I was in Wilmington, Delaware at an industry conference speaking about credit card rewards. There were several interesting speakers and some of it is worth sharing beyond inside baseball card issuer audiences.
One of those things was a talk by Steve Lenderman, Fraud Operations Lead for Paypal, who talked about how people commit fraud against financial institutions. It matters even for people who aren’t committing fraud because behaviors undertaken by bad actors look suspicious when they’re legitimately undertaken by the rest of us.
Fraudsters create synthetic identities and it’s easier to do it than most people would imagine.
They’re creating a person financially or digitally that doesn’t exist, new identifies using a combination of real data and fabricated information.
- Social security numbers are easy for people who know what they’re doing. Prior to 2008 social security numbers weren’t randomized, and there’s still an algorithm used to create these numbers.
- Social security numbers that get targeted most are ones infrequently used — those of children and the elderly — he recommends freezing the credit file of your children.
- Everyone’s data is out there. Using social security numbers, dates of birth, and mother’s middle name for validation has become worthless, after the Equifax breach but even before.
Here’s how a phantom borrower is born. The scammer creates their fake identity, gets a fake ID and decides what social security number to use. They go into a store, say Target, and they’re offered a credit card at checkout. The clerk at the store isn’t looking for fraud, they’re incentivized for getting the application.
- Applying creates a credit file.
- They’re probably turned down for credit.
- They go back 2 or 3 times to different issuers and do that again. Now there’s more data in the file.
- Eventually a bank will approve with a small limit. That bank has a limited risk (because of the small limit) but the ‘person’ now exists.
There are super easy cards to get with $500 limits. Then that person gets marketed to for more cards.
The identity itself is worth more than the credit lines, so they don’t go spend the $500. Their credit lines increase as bills get paid.
The ‘person’ is able to apply for credit, open deposit accounts, purchase insurance policies, enroll in medical benefits, and obtain drivers licenses and passports.
- The process gets sped up through authorized users. They’ll pay to be added to an existing real account as an authorized user. They use credit repair services which are viewed as ‘legalized brokers’.
- When these new authorized user accounts report to credit bureau, they can improve the FICO score. It’s not uncommon to see accounts with 70 or more authorized users because people are selling their authorized user additions.
- Every 10-21 days (depending on the speed of reporting) FICO scores will jump 30-60 points. So they sit on it for six months and they’ve got a 750 score. Then the authorized users start to become primary cardholders. Someone that’s an authorized user on 70-80 accounts is a future credit risk, having 10 or more authorized users on your own cards is a fraud flag.
Large banks are bigger targets than small credit unions, it’s easier to hide within millions of customers. 85% of identity theft is tied to synthetics. There’s $355 million in outstanding credit card balances owed by people that don’t exist (and this is up eight-fold over the last 5 years).
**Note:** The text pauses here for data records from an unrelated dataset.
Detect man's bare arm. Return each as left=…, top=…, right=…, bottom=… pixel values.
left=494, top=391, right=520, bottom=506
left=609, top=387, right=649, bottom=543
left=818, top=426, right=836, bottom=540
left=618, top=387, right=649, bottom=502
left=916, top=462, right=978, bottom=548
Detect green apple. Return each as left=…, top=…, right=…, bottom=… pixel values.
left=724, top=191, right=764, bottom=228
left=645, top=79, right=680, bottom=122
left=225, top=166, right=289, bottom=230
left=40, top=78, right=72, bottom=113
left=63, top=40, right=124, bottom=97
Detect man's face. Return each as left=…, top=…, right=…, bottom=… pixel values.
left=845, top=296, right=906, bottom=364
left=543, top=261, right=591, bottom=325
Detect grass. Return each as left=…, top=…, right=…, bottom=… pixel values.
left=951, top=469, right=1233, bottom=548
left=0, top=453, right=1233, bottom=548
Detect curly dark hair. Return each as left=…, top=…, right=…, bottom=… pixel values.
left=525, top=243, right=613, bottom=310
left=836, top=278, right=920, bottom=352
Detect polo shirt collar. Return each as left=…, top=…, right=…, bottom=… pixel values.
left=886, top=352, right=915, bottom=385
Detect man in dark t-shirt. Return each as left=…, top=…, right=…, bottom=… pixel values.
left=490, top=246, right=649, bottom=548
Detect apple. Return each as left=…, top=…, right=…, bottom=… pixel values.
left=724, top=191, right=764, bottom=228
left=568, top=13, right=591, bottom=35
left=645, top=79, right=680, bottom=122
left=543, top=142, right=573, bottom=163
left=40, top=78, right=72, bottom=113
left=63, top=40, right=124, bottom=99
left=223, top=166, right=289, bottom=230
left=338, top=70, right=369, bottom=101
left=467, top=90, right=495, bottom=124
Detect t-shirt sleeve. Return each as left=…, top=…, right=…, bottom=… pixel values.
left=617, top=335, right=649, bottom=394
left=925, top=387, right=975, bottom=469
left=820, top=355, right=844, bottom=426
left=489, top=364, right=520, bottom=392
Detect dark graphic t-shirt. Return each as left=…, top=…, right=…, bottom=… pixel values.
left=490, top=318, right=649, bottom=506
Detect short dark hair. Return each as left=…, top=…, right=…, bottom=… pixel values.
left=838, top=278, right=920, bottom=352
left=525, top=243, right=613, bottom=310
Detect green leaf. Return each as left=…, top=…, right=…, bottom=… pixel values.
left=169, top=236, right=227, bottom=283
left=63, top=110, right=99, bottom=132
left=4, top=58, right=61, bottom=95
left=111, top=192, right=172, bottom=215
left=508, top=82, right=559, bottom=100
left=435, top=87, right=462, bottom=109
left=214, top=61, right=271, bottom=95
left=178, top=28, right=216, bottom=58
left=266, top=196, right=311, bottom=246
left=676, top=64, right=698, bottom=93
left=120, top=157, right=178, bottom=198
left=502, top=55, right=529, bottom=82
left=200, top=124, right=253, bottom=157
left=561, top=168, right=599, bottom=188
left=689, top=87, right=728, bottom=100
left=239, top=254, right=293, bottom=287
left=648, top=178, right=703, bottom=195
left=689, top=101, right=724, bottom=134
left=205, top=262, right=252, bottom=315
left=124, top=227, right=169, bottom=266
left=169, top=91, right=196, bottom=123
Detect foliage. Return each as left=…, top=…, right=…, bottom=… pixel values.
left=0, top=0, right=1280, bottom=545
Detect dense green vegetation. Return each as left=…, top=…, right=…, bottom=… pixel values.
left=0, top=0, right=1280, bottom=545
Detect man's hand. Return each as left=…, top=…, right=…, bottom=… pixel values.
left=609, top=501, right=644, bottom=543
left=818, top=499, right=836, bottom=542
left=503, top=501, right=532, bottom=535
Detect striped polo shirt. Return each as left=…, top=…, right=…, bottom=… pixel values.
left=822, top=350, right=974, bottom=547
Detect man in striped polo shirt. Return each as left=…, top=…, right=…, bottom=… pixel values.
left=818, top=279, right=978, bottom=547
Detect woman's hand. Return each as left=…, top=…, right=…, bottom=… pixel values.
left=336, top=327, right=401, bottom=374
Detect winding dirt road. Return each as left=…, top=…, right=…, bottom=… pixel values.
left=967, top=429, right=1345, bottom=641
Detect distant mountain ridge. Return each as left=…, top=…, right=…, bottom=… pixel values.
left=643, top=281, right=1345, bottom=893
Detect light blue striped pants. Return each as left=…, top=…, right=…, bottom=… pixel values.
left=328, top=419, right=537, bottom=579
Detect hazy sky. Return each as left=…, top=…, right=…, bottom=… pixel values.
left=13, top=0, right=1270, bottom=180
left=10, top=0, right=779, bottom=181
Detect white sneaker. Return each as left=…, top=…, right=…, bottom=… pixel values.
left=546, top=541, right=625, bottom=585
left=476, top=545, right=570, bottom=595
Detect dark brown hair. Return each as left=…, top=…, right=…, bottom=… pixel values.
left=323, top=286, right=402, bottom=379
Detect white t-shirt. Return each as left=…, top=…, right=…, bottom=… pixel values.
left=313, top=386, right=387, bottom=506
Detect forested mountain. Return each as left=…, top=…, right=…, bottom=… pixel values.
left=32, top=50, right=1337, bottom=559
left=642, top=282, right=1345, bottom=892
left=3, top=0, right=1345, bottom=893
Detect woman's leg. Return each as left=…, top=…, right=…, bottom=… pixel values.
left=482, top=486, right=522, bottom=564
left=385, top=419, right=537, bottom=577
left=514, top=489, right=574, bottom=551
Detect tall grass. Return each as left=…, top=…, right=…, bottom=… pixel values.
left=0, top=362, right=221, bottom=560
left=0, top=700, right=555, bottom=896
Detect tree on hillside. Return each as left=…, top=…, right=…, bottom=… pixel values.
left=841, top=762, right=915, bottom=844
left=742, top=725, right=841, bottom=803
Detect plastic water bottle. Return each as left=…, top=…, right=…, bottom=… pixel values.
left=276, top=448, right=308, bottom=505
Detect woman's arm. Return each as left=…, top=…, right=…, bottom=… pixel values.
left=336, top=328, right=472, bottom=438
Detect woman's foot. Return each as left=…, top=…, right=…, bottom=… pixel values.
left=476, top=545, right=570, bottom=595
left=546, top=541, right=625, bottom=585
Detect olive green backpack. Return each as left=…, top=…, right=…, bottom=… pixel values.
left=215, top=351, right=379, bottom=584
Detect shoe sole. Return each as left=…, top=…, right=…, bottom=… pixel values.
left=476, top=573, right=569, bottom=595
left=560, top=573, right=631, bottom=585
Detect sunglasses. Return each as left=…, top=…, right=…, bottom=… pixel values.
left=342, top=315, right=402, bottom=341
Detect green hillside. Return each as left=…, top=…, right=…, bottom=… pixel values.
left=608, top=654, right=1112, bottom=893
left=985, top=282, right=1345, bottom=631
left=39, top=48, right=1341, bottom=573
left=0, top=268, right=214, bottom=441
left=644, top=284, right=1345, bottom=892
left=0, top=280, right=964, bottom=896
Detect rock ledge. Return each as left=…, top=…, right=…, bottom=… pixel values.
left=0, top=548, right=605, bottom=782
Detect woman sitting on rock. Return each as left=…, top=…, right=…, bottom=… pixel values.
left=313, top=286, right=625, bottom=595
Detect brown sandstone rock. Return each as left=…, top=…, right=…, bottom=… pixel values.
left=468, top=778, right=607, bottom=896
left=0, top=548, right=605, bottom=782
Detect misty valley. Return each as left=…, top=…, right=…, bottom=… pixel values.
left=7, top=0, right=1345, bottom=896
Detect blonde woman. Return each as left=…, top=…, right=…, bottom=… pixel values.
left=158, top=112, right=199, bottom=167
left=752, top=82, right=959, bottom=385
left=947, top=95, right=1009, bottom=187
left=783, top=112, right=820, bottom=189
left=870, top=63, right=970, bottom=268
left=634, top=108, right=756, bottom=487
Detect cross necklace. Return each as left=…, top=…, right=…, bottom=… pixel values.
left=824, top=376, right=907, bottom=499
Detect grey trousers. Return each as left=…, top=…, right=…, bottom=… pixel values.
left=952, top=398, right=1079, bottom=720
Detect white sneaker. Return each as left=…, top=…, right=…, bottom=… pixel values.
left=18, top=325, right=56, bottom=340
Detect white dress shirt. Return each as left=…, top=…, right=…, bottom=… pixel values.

There are 6 million new credit files each year with little or no data/history. There are 20 million valid identities with overlapping social security numbers. There is no person victim to report the fraud, no real person to inquire of for collections. Most of this is treated as a credit loss and charged off.
These synthetic identities apply to rewards accounts, too. They stick it to the bank for the transactions and earn rewards doing it.
Customers do payment kiting between accounts. They take their $10,000 card, buy $10,000 worth of stuff at Macy’s, and send in a $20k payment from a checking account with $50 in it. Now they have more credit to spend at the store the next day, before the $20,000 payment bounces. This is one reason banks may flag mid-cycle payments.
There are also merchant rings that ‘cut out the middle man’ of Macy’s or Best Buy. The merchant runs a $10,000 charge and writes a check back to the cardholder for the net (mins merchant fees). Or they use fictitious merchants — it’s easy to become a small merchant with credit card processing.
Credit repair services can be used to preserve synthetic identities taking advantage of the ability to dispute inaccuracies on a credit bureau. Some institutions can’t manage to complete their investigation and respond within 30 days and so negative items come off a report. People will dispute the same items over and over until the institution fails to respond in time.
Ultimately credit reports that look like reports which have been used for fraud in the past get flagged.